3
votes

Forgive me guys, I am completely new to password security and encrypting...

I am having problems comparing stored passwords that have been encrypted using php's crypt() function (using the blowfish hasing method) to a user's input. One way I have found I can compare the passwords is to store the salt used during encryption, to then encrypt the users input and compare this to the stored password.

Is this a secure way of doing things? Or is there a better (more secure) way of doing it?

Thanks.

3
I think the point is that it is one way encryption, and the way you are comparing is the only way to do it.AlexP

3 Answers

3
votes

PHP's functions to generate a hash, will include the salt in the resulting hash-value. So if you store this hash-value, you already stored the salt. The verifying function can just extract this salt and use it again for verification. This method is safe, the salt is not meant to be secret.

Version 5.5 of PHP will have built-in support for BCrypt, the functions password_hash() and password_verify(). Actually these are just wrappers around the function crypt(), and shall make it easier to use it correctly. It takes care of the generation of a safe random salt, and provides good default values. For PHP version 5.3.7 and later, there exists a compatibility pack.

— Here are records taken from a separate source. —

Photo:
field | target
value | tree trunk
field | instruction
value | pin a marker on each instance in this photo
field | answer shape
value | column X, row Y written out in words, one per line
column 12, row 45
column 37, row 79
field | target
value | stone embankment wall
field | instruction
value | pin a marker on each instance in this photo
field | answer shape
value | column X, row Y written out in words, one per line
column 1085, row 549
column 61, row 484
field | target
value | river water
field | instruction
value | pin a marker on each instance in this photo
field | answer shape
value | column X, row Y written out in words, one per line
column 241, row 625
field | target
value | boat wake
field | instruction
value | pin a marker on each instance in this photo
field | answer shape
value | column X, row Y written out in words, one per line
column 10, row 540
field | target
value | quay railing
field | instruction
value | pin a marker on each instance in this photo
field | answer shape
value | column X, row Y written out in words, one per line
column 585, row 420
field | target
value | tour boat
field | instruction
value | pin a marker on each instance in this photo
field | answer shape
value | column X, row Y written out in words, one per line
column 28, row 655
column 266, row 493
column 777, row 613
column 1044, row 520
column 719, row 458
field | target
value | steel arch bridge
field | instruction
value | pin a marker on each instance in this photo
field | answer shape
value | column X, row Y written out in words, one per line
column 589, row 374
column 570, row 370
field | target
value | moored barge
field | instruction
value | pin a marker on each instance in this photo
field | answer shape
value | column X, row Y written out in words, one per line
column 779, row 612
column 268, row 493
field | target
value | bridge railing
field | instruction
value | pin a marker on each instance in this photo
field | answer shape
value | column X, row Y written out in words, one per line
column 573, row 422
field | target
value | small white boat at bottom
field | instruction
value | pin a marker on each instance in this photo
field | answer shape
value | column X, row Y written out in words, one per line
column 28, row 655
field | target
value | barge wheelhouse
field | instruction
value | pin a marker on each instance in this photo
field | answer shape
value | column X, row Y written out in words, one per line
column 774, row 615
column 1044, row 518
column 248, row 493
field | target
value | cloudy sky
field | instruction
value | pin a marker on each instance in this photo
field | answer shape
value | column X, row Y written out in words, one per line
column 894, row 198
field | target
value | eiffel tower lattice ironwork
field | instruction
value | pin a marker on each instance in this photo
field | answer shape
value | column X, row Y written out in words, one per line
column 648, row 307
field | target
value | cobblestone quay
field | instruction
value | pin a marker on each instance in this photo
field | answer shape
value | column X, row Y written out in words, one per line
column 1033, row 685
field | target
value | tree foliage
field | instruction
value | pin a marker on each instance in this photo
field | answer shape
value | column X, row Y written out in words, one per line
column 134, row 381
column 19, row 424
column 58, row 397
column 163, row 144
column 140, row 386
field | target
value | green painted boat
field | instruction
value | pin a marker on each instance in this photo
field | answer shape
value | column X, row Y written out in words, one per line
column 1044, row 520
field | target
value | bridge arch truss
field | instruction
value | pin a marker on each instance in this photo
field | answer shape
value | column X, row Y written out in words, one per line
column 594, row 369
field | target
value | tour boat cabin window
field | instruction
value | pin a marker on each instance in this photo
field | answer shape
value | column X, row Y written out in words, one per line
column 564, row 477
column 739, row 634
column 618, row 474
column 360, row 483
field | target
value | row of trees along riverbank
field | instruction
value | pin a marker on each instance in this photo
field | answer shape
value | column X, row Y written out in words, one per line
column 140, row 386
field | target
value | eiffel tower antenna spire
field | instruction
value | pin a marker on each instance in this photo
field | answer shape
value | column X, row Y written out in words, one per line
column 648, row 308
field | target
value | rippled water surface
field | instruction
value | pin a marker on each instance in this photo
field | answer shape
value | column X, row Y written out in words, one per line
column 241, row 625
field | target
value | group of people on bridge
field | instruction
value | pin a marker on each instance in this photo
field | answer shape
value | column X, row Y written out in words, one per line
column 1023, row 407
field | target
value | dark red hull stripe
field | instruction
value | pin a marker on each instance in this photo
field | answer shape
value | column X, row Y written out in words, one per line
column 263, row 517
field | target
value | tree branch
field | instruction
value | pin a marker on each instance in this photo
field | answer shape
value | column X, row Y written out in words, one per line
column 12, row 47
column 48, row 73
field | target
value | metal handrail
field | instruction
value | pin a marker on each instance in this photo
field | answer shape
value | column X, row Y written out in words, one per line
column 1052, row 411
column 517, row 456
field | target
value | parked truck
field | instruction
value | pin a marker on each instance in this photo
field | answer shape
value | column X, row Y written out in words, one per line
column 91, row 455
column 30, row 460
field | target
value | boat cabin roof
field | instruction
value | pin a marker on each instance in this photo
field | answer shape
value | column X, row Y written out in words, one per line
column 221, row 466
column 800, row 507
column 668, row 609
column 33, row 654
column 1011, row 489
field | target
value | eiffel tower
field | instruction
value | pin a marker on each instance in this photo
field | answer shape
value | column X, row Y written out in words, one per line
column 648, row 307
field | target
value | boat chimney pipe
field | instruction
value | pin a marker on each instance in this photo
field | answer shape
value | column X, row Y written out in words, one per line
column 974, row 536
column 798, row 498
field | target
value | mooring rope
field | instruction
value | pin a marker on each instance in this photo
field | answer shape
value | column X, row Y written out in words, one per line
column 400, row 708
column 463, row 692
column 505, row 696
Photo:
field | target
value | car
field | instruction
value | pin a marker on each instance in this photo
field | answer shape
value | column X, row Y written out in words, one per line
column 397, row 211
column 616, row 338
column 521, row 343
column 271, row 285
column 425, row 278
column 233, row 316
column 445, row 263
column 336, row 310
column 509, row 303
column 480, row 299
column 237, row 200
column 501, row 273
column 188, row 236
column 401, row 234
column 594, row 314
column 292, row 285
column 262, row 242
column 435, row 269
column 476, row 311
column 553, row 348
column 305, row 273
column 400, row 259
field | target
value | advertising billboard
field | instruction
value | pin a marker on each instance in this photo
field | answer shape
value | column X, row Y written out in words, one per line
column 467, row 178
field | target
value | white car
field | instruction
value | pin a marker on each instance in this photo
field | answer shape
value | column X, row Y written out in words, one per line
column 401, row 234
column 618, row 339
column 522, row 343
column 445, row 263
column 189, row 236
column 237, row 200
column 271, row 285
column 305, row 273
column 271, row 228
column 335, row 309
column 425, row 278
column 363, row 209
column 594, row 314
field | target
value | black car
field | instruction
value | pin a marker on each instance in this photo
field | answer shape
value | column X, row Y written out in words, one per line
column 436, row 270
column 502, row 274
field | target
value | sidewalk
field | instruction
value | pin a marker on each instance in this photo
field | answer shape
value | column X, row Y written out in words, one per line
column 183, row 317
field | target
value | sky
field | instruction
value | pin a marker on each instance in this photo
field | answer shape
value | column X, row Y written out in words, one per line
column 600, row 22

The easiest way to use this functions will be:

$hashToStoreInDb = password_hash($password, PASSWORD_BCRYPT);
$isPasswordCorrect = password_verify($password, $existingHashFromDb);
2
votes

Using a unique salt per user is a very good idea.

Storing the unique salt used for the particular user, along with the user's hashed password is a very acceptable approach that probably not used nearly as widely as it should be.

To confuse anyone who may get direct access to the user table of your database, consider storing both the salt and the hash in the same field of your database. Use a character that won't be a part of your salt or your hash, such as a colon (:) to separate them. This makes it easier to tease them apart programmatically at runtime.

1
votes

Have a look at this article: https://sheriframadan.com/2013/05/password-hashing/

It contains what is currently considered to be the best practice for password encryption. It involves using blowfish encryption with a unique salt for each key. No need to try to store a hash and salt as parseable strings because the salt and the has are all one string that can be passed in as is for comparison operations.